第62夜 5・21 青天の辟易
北へやって来た。明日は、田植えの日だ。今日は高原の宿に来ている。
そこには、僕の未来があった。高原で自給自足をしながら、音楽と藝術とに生きる生活。僕はきっと十年後、あんな家で過ごしているだろうと思った。
これを、宴会を抜け出して書いている。宴会と言っても、もう零時をすぎるから、話したい者だけの残った宴会だ。懲りずに、適当な議論をしている。僕は無表情でそれを嘲笑っている。標準語の、不毛な土のない大地。それは話したがりだけ残った宴会だ。それも、馬鹿みたいに大学院に残って、無意味な言葉を浪費する人種だ。不毛な議論。同じ内容を話し続け、ろくに内容が纏まりもしないくせ、二時間も同じ話をしている。そのくせ月並みな綺麗事やら、あまりに愚鈍な結論に達する。

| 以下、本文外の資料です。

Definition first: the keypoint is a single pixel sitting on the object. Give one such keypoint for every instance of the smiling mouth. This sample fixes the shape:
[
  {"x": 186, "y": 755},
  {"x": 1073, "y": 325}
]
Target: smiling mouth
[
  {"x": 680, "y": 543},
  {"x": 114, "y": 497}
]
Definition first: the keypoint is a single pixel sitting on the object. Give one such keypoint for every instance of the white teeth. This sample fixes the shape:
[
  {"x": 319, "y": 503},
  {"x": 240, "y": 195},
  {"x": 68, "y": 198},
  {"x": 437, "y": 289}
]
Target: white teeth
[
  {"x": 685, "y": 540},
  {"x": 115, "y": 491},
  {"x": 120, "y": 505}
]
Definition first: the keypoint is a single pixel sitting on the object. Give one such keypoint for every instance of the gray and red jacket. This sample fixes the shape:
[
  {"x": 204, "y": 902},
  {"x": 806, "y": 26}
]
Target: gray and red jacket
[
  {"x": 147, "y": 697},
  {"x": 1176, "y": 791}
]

つまるとこ、想像力の欠如。
柾木はそういう不毛な言語から、逃れるために此処へ来たはずだ。だのに、どうして北へ来てまで、標準語の不愉快な耳障りな言葉に、思考を邪魔されていなければならないのか。三時間話し続けた結果、結論がないことが結論にされようとしている。その耳障りな声のせいで、書こうとしたことさえ撹乱されてゆく。殴れるなら、全員殴り殺してしまいたい。
これを書いている部屋の隣からも、気持ち悪い標準語の議論が聞こえる。おれはあの大学院生たちが、さも高尚そうに語る標準語を、馬鹿な暇人だとしか思えない。すべてが「すべき」で語られる、極めて俗的な反大衆論。僕はあいつらには辟易している。北へ来た意味を、今日は見出せない。